En el ojo cerrado se operó una curiosa
transformación: pasó del rojo al amarillo. La cabeza estaba torcida de costado,
como si el cuello se hubiera soltado, y el muchacho muerto parecía estar
mirando un objeto lejano más allá de las flores como campanillas del sendero.
La sangre del cuello se había vuelto de un profundo negro purpúreo. Uñas
limpias, cabello limpio: había sido soldado un solo día. Después de sus años en
la universidad, el hombre a quien maté regresó con su esposa -se acababan de
casar- a la aldea de My Kbe, donde se alistó como soldado raso en el 48
batallón del Vietcong. Sabía que no tardaría en morir. Sabía que vería un
relámpago de luz. Sabía que caería muerto y despertaría en las historias de su
aldea y de su pueblo.
Kiowa cubrió el cuerpo con un poncho.
-¡Vaya, Tim, tienes mejor aspecto! -dijo-. No
hay duda al respecto. Todo lo que necesitabas era tiempo: un poco de permiso
mental.
Después dijo:
-Chico, lo siento.
Después, más tarde, dijo:
-¿Por qué no me hablas?
Después dijo:
-¡Venga, hombre, háblame!
Era un muchacho delgado, muerto, casi
delicado, de unos veinte años. Estaba tendido con una pierna doblada debajo de
él, la mandíbula en la garganta, la cara ni expresiva ni inexpresiva. Un ojo
estaba cerrado. El otro era un agujero en forma de estrella.
-¡Háblame! -dijo Kiowa.
ACTIVIDADES DE
COMPRENSIÓN LECTORA:
1. ¿Por qué el cuento inicia con una
descripción? Explica tu respuesta.
2. ¿Cómo se siente el protagonista al matar al
soldado enemigo? ¿Qué nos revela ese sentimiento? Explica tu respuesta.
3. ¿Por qué crees Kiowa se burla del muerto?

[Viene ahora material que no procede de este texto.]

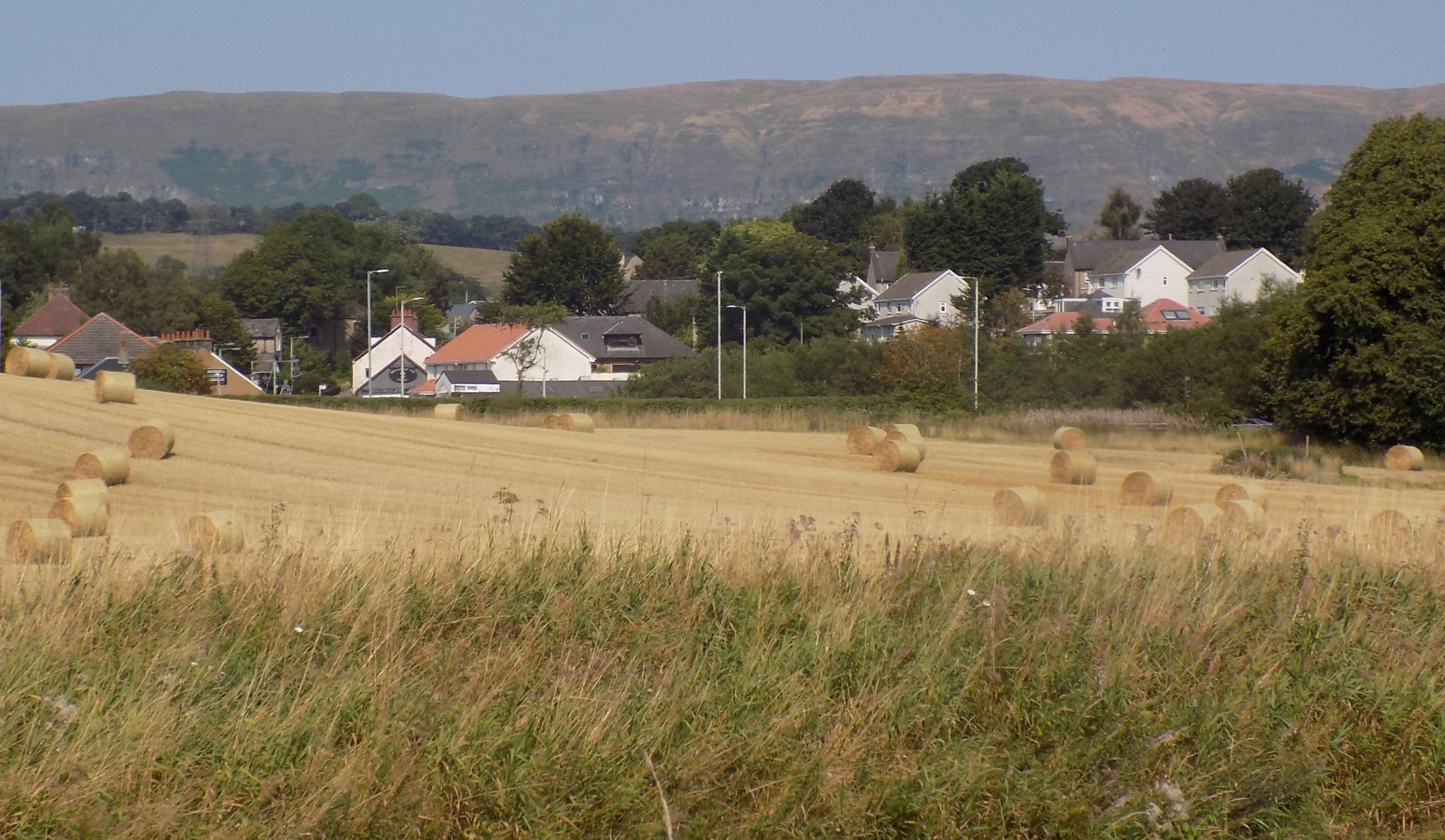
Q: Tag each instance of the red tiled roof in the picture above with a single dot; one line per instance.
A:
(478, 344)
(58, 317)
(102, 338)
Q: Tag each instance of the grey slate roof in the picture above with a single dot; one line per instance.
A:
(641, 292)
(908, 286)
(883, 267)
(588, 331)
(1223, 263)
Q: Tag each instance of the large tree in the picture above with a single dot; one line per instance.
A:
(787, 281)
(573, 262)
(1359, 354)
(990, 224)
(1268, 211)
(1191, 209)
(1119, 217)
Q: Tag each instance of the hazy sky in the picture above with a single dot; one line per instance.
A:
(90, 49)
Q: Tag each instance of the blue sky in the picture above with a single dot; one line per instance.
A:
(88, 49)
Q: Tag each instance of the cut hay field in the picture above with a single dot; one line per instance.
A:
(356, 478)
(482, 264)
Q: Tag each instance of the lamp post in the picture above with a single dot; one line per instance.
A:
(744, 346)
(404, 343)
(720, 335)
(369, 335)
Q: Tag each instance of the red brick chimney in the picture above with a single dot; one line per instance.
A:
(411, 319)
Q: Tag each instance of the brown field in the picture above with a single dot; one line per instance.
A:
(358, 481)
(482, 264)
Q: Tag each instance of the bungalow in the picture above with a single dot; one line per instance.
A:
(52, 321)
(394, 361)
(1242, 274)
(917, 299)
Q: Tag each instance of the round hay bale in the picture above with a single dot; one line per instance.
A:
(1250, 492)
(114, 387)
(63, 368)
(216, 532)
(1072, 468)
(864, 439)
(154, 441)
(1243, 516)
(902, 438)
(1191, 521)
(1140, 488)
(84, 516)
(38, 542)
(110, 465)
(26, 361)
(1068, 438)
(569, 422)
(1020, 506)
(1405, 458)
(83, 487)
(896, 456)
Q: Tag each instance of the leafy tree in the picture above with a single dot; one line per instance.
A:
(1359, 353)
(1119, 217)
(787, 281)
(990, 224)
(1269, 211)
(573, 263)
(171, 368)
(1194, 208)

4. ¿Por qué la descripción del cadáver del
soldado enemigo es tremendamente significativa en este cuento? Justifica tu
respuesta.
5. Qué piensas de la pregunta de Kiowa que le
hace al protagonista: "¿Te gustaría cambiarte con él?". ¿Crees que su
punto de vista es razonable? ¿Por qué?
6. A qué hace referencia esta frase:
"Sabía que caería muerto y despertaría en las historias de su aldea y de
su pueblo". Explica tu respuesta.
7. ¿Qué podemos inferir del final del cuento?
Explica tu respuesta.
8. Este cuento nos habla de la brutalidad de
la guerra de Vietnam y de toda guerra en general. Según tu postura, ¿crees que las
guerras son inevitables? ¿Por qué? Justifica tu punto de vista.